Dr Gnana Patrick (b. 1962), Ph.D., formerly Professor and Head of the Department of Christian Studies, University of Madras, holds a doctorate in Christian Studies. He served the University of Madras as Dean–Endowments, Dean Student Affairs, Dean Research and as Chair- person of the School of Philosophy and Religious Thought. In the year 2013, he was awarded the Fulbright – Nehru Visiting Lecturer Fellowship and taught a course on Public Religion: Learning from Indian and American Experiences at the Divinity School, Harvard University, USA. His recent published books include Pothuveli Iraiyiyal (Public Theology [Tamil], 2022), Public Theology – Indian Concerns, Perspectives and Issues (USA: Fortress Press, 2020), Indian Christianity and Its Public Role (edited, New Delhi: Christian World Imprint, 2019), Wings of Faith Public Theologies in India (New Delhi: ISPCK, 2013) He has served as the chief editor of the Indian Journal of Christian Studies (ISSN 2231-0835) from 2011-2015.
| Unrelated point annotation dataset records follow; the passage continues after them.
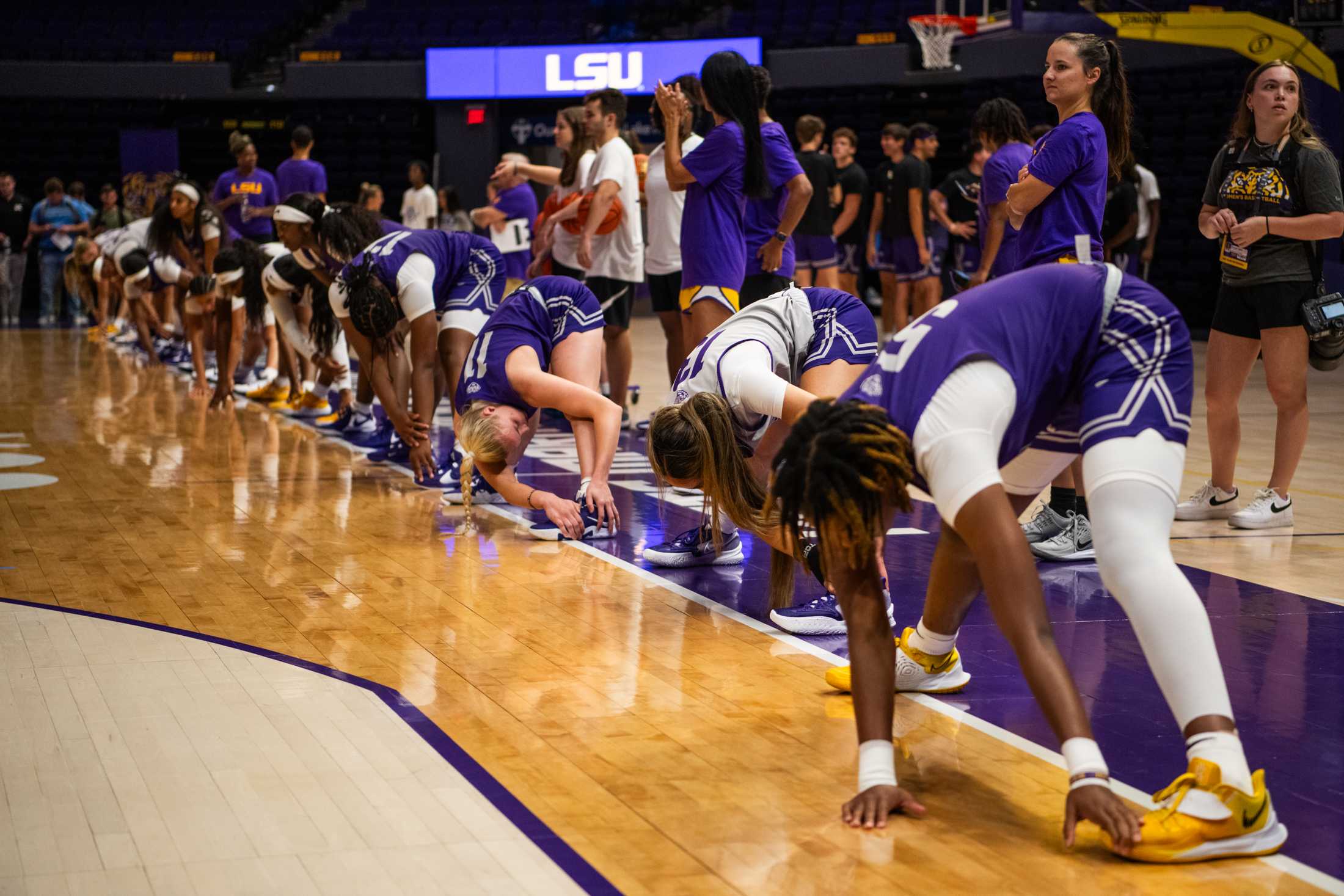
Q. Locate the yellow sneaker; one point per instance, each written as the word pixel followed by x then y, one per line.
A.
pixel 287 402
pixel 1199 817
pixel 269 393
pixel 312 405
pixel 916 671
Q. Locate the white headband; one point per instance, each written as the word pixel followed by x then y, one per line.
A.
pixel 291 216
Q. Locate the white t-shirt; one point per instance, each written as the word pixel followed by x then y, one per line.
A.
pixel 565 245
pixel 414 289
pixel 663 242
pixel 620 254
pixel 1147 192
pixel 420 207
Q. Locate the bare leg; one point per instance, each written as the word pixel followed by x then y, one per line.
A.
pixel 671 322
pixel 1285 370
pixel 1229 363
pixel 620 359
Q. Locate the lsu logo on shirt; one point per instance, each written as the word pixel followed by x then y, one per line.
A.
pixel 1249 184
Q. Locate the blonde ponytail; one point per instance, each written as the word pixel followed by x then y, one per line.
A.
pixel 480 441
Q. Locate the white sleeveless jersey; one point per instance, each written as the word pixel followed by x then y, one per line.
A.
pixel 783 322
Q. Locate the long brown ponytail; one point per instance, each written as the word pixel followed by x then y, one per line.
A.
pixel 1111 93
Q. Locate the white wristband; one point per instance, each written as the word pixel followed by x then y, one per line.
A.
pixel 1083 756
pixel 877 765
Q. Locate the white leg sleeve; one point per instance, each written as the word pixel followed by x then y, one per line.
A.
pixel 1132 486
pixel 956 441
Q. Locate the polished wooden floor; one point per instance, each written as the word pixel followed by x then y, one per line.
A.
pixel 674 747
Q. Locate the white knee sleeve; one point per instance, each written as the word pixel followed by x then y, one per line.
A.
pixel 956 441
pixel 1131 501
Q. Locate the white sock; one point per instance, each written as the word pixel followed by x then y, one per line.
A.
pixel 932 643
pixel 1225 750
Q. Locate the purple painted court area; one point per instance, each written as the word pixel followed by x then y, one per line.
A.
pixel 1282 655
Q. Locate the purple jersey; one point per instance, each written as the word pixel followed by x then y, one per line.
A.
pixel 258 190
pixel 449 253
pixel 764 216
pixel 300 177
pixel 539 315
pixel 1000 173
pixel 714 249
pixel 1045 327
pixel 1073 160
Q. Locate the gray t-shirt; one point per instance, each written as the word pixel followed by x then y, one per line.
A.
pixel 1281 258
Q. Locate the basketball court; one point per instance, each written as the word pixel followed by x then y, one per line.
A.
pixel 238 657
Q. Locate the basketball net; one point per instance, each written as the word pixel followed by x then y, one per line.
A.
pixel 936 34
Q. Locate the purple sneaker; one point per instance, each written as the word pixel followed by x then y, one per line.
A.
pixel 820 616
pixel 695 548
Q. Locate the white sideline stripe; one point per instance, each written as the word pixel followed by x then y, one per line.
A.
pixel 1292 867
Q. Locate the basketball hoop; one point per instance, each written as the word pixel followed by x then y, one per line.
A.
pixel 936 34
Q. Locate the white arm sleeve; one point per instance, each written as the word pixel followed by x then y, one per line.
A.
pixel 284 311
pixel 415 286
pixel 749 381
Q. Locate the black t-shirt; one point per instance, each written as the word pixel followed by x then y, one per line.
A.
pixel 14 219
pixel 962 189
pixel 1121 202
pixel 820 170
pixel 854 182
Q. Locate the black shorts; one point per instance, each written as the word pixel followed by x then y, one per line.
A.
pixel 561 271
pixel 666 292
pixel 616 297
pixel 757 286
pixel 1246 311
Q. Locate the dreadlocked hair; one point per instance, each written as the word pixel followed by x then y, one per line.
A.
pixel 696 440
pixel 323 328
pixel 371 307
pixel 1000 120
pixel 346 230
pixel 842 461
pixel 253 261
pixel 480 441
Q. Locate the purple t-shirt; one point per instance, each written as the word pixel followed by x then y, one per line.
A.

Dr Cherry Muslim is a Senior Lecturer: Islamic Studies in the Discipline of Religion and Academic Leader for Religion & Classics in the School of Religion, Philosophy & Classics, UKZN-HC. Her Research interests are: Muslim Feminist activism online; digital religion (Islam and Muslims); digital research methodologies, indigenous research methodologies, decoloniality, gender and sexuality, and more recently AI in Teaching and Learning. She is a PI for the PhD cohort in the NRF funded German-South African International Research Training Group (IRTG) for Transformative Religion and situated knowledge in processes of social transformation and a Teaching ‘Professor’ in the Virtual Exchanges in Religious Euro-African Dialogue (VEREAD). Dr Muslim is a founding member of the Muslim Personal Law (MPL) Network – an online/offline platform of women activists, academics and lawyers who aid Muslim women in marriage and divorce and a committee member of Taking Islam to the People (TIP). She is also Director of the Islamic Studies Research Unit (ISRU), UKZN; Co-editor: Journal of Islamic Studies (JIS).

Abstract

Among the many fields characteristically impacted by the digital media, the religious terrain witnesses unprecedented changes. It is as if the digital age has transformed the face of religion irreversibly and has brought about a new epoch in the history of religions. Exploring the changes, with the help of keys from religious studies and social sciences, and that too situating the exploration in a religiously vibrant context like Asia, would be a valuable contribution both to media studies and religious studies. I would like to explore the changes in terms of questions like ‘what is religion in a digital age’, and ‘what is a religious community in a digital habitat’? The exploration will hinge upon the themes of identity, rituality, religious experience, community, etc. Furthermore, I will phenomenologically look at the changes occurring at the external and the internal sites of religiosity. By external, I mean the changing modalities occurring at the empirically tangible level, while by internal, I mean the inner transforming religious experiences, known through such spiritual experiences as mysticism, interiority, transcendence, self-realisation, etc. Needless to say the unique experience of digital communication is virtuality and it has collapsed actuality into unimaginable levels and manners of virtuality in our contemporary phase of AI informed communication. What does this virtuality do to religious identity and community, especially in the Asian context? Does it produce closures or dis enclosures? – will be the special questions dealt with in the lecture.